Recently, on an elist we both belong to, Daniel shared a teaching from Yair Caspi about making the exodus personal, which is part of what tradition dictates: In every generation, we are told, we are obliged to take part in the story as if we ourselves had actually left Egypt. “You shall tell your child on that day, ‘It is because of this that God took me out of Egypt.'” (Exodus 13:8) The story that unfolds as part of the ritual meal, the seder, is therefore told in the first person: when we were in slavery.
This teaching offers five additional questions for the seder as a way to further personalize the story, celebrating our own release from whatever bondage we have experienced. “The joy of the holiday,” Yair Caspi wrote, “invites us to relate only tales of Mitzrayim that we have left behind us. Tell only tales that end with success, with great Chesed (loving-kindness, expansiveness), or miracles. Don?t remind anyone of the Pharoahs sitting at the Seder table. Hopefully, that will be the exodus story for next year.”
You don’t have to be Jewish or celebrate Passover to do this work, and you needn’t confine it to the seder table. I shared the questions with a group of friends, and all of us got an impressive amount of information about ourselves from answering them right then and there. The questions are Yair Caspi’s, but the comments (including any spins, twists or errors I might have made) are mine:
1. Where was your personal Mitzrayim?
Where were you held in constraints or enslaved and exploited? What trap held you for a time? My answer had to do with family and childhood: my Mitzrayim was being repeatedly called upon to help with family problems in ways that required me to sacrifice a child’s expectation of care, instead becoming a caretaker.
2. Who was Pharoah?
Who or what held power over you? Who was your oppressor? My answer was my mother, whose words still echo in my head: “Do it for me, honey. It will cost you so little and mean so much to me.”
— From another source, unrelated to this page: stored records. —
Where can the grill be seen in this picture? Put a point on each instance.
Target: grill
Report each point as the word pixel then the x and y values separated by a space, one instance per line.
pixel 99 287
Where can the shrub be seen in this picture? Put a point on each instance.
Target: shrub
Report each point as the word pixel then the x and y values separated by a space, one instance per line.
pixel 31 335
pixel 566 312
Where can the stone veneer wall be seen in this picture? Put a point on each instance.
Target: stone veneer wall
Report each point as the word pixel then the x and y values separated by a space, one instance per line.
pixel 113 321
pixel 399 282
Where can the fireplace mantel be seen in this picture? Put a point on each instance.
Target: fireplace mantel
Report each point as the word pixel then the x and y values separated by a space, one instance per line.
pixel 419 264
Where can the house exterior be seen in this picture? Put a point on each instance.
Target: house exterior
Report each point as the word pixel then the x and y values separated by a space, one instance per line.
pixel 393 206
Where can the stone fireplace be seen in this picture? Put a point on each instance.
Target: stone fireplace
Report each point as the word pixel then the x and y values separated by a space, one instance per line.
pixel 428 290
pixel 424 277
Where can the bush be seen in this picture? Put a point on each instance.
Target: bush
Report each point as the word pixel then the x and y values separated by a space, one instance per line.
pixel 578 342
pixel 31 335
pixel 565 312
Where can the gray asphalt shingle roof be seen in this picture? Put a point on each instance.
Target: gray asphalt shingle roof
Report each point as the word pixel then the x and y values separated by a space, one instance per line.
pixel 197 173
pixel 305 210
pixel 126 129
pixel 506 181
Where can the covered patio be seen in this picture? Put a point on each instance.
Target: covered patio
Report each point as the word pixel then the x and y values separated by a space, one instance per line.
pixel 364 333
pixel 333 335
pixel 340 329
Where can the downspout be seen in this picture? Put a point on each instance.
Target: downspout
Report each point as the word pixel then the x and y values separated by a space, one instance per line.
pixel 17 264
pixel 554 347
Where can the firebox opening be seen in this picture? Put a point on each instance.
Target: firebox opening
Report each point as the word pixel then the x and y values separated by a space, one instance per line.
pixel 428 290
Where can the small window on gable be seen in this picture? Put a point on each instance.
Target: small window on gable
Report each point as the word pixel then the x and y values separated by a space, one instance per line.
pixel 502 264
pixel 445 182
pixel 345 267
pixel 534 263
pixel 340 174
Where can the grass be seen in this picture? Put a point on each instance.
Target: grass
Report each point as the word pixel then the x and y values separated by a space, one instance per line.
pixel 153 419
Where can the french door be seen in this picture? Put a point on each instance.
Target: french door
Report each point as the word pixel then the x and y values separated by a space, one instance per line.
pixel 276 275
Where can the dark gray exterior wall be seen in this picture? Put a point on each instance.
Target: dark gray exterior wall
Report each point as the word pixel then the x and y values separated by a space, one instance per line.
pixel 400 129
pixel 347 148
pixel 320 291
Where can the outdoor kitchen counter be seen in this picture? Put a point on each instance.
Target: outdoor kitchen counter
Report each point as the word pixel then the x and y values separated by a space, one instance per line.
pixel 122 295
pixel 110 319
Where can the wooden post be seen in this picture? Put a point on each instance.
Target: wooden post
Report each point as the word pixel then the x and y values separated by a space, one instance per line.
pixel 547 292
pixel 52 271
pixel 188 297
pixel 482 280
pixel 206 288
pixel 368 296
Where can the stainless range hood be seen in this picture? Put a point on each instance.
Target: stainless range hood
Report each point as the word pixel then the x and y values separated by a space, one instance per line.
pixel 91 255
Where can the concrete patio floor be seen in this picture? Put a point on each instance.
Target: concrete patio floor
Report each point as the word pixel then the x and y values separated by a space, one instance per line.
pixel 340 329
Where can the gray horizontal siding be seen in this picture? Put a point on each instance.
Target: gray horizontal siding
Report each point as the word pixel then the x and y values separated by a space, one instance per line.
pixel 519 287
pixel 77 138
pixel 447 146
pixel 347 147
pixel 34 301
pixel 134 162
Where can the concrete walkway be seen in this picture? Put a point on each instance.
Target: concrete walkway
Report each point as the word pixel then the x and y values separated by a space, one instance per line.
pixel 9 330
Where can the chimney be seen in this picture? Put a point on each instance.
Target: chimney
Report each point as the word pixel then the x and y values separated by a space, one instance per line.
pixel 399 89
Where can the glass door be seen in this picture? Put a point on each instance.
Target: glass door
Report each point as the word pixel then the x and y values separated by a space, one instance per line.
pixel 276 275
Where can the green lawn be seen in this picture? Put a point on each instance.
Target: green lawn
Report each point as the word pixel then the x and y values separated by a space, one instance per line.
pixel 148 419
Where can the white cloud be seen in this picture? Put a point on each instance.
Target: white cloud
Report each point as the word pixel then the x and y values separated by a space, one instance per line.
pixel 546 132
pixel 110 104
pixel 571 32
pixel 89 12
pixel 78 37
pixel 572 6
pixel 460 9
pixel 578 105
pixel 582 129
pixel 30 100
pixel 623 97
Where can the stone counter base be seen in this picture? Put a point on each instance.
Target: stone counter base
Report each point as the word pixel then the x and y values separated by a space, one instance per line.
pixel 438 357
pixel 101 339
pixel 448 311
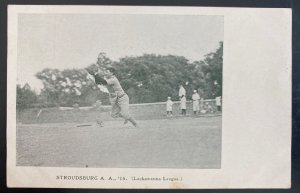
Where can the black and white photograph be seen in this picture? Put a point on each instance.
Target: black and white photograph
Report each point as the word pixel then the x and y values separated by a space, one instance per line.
pixel 119 91
pixel 148 97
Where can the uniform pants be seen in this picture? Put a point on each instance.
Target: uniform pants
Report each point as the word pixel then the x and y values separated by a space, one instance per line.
pixel 120 106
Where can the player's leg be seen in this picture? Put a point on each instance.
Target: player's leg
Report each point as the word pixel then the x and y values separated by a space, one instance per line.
pixel 115 108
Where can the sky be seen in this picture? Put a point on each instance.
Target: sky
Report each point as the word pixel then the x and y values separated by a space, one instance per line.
pixel 65 41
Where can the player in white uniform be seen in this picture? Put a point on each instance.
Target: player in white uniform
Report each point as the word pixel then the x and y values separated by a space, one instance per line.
pixel 169 107
pixel 118 98
pixel 182 96
pixel 196 99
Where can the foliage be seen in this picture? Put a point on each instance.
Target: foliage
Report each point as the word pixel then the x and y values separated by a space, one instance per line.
pixel 146 78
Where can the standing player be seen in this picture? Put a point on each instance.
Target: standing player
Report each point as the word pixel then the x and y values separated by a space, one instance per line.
pixel 118 98
pixel 182 97
pixel 169 107
pixel 196 99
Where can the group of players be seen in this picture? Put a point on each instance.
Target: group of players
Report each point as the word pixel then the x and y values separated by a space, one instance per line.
pixel 107 81
pixel 198 105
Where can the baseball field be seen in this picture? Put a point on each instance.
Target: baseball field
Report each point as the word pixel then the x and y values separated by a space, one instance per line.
pixel 168 142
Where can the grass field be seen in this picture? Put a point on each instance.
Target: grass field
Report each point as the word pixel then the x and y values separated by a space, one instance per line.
pixel 181 142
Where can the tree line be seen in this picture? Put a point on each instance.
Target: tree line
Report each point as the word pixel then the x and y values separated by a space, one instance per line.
pixel 146 78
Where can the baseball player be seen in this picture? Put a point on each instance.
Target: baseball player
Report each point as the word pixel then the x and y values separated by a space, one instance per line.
pixel 169 104
pixel 182 97
pixel 118 98
pixel 196 99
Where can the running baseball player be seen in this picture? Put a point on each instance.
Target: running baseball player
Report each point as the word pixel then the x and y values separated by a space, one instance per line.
pixel 118 98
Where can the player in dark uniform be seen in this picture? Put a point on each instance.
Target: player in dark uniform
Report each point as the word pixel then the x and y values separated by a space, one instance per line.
pixel 118 98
3. For what tasks were you exploited?
The children of Israel were forced into hard labor, making bricks without straw. What labor was demanded from you? My answer was to give care and attention, again and again, to those who did not reciprocate or attend to me.
4. What was the “fleshpot,” the hearty meal, which almost kept you there?
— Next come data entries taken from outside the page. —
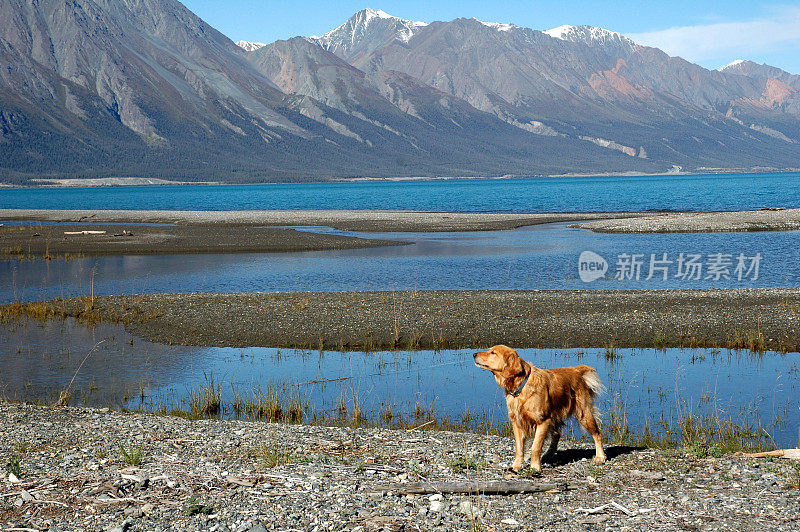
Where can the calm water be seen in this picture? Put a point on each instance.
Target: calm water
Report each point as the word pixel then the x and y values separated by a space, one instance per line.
pixel 538 257
pixel 40 360
pixel 567 194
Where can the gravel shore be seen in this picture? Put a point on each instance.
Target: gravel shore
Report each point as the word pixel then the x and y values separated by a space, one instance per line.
pixel 371 221
pixel 701 222
pixel 248 476
pixel 37 241
pixel 735 318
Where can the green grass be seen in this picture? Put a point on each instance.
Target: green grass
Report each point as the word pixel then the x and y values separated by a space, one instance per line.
pixel 660 341
pixel 132 455
pixel 15 467
pixel 193 507
pixel 465 463
pixel 274 455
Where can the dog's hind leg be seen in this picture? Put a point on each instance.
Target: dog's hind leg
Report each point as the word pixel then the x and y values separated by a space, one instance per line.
pixel 588 421
pixel 555 435
pixel 538 441
pixel 519 445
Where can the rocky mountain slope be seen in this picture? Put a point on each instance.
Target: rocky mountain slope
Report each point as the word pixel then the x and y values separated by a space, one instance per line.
pixel 96 88
pixel 598 86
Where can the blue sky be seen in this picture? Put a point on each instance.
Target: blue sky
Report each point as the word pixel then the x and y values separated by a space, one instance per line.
pixel 711 33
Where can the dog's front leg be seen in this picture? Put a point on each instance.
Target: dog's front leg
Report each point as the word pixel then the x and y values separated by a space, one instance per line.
pixel 538 442
pixel 519 444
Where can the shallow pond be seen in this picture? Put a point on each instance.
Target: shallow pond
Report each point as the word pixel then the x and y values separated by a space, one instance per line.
pixel 107 366
pixel 538 257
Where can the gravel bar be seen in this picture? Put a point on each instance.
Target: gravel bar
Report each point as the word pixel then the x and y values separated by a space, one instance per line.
pixel 100 239
pixel 371 221
pixel 253 476
pixel 701 222
pixel 734 318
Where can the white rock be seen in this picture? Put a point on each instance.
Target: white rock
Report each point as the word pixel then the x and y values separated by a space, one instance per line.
pixel 470 510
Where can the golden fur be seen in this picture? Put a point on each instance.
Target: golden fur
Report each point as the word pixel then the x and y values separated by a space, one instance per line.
pixel 545 402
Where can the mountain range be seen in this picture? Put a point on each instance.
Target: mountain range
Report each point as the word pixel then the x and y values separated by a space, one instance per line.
pixel 144 88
Even slavery has its compensations, or at least enticements. Nowadays, we have a name for the feeling that persuades the prisoner to bond with his captors — the false sense that greater safety lies there — “the Stockholm Syndrome,” although I like the way Paulo Freire put it better: “internalization of the oppressor.” My answer was that I was attached to a certain idea of myself as a powerful helper, a problem-solver, and didn’t want to give that up.
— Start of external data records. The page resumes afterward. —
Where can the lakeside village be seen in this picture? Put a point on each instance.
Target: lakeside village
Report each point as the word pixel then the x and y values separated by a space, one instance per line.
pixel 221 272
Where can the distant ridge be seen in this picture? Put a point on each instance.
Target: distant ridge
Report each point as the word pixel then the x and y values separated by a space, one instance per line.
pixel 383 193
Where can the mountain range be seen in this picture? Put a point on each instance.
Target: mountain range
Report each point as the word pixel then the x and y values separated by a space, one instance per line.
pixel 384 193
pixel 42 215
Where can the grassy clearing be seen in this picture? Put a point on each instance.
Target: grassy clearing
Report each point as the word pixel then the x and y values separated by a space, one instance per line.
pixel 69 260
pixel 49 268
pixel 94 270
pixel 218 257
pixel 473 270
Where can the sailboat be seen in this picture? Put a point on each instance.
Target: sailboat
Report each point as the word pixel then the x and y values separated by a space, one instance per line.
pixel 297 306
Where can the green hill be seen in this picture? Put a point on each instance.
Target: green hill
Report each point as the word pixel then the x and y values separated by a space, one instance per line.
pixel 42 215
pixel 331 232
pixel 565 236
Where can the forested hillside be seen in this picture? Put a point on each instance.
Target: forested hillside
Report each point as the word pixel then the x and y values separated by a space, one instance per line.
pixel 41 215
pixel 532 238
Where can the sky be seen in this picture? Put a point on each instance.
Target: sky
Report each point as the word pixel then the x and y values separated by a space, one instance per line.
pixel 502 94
5. What miracles happened in the course of your personal exodus?
In the Biblical exodus story, plagues and wonders impress the Egyptian captors, and the Sea of Reeds is parted to permit the children of Israel to escape on dry land. I think perhaps my resilience was a miracle, whatever force drove me to question, to seek dry land instead of remaining mired.
But truly, what comes to mind is the teaching about Nachson, prince of the tribe of Judah. After the children of Israel escaped, they came to the Sea of Reeds and stood there, terrified, not knowing what to do. Nachson reached into himself and stepped beyond his own fear and vulnerability, straight into the water. The teaching says he kept going until the water came to his nose, until he could go no further without drowning. It was precisely at that moment of greatest risk that the waters split, allowing the multitudes to cross on dry land.
My miracle is that when I escaped from my personal Mitzrayim, not knowing what awaited me, I stepped into a world much bigger, more exciting, more painful, more fulfilling, more demanding, and far more beautiful than I had ever dreamed.
May you be released this spring from whatever holds you in its grip!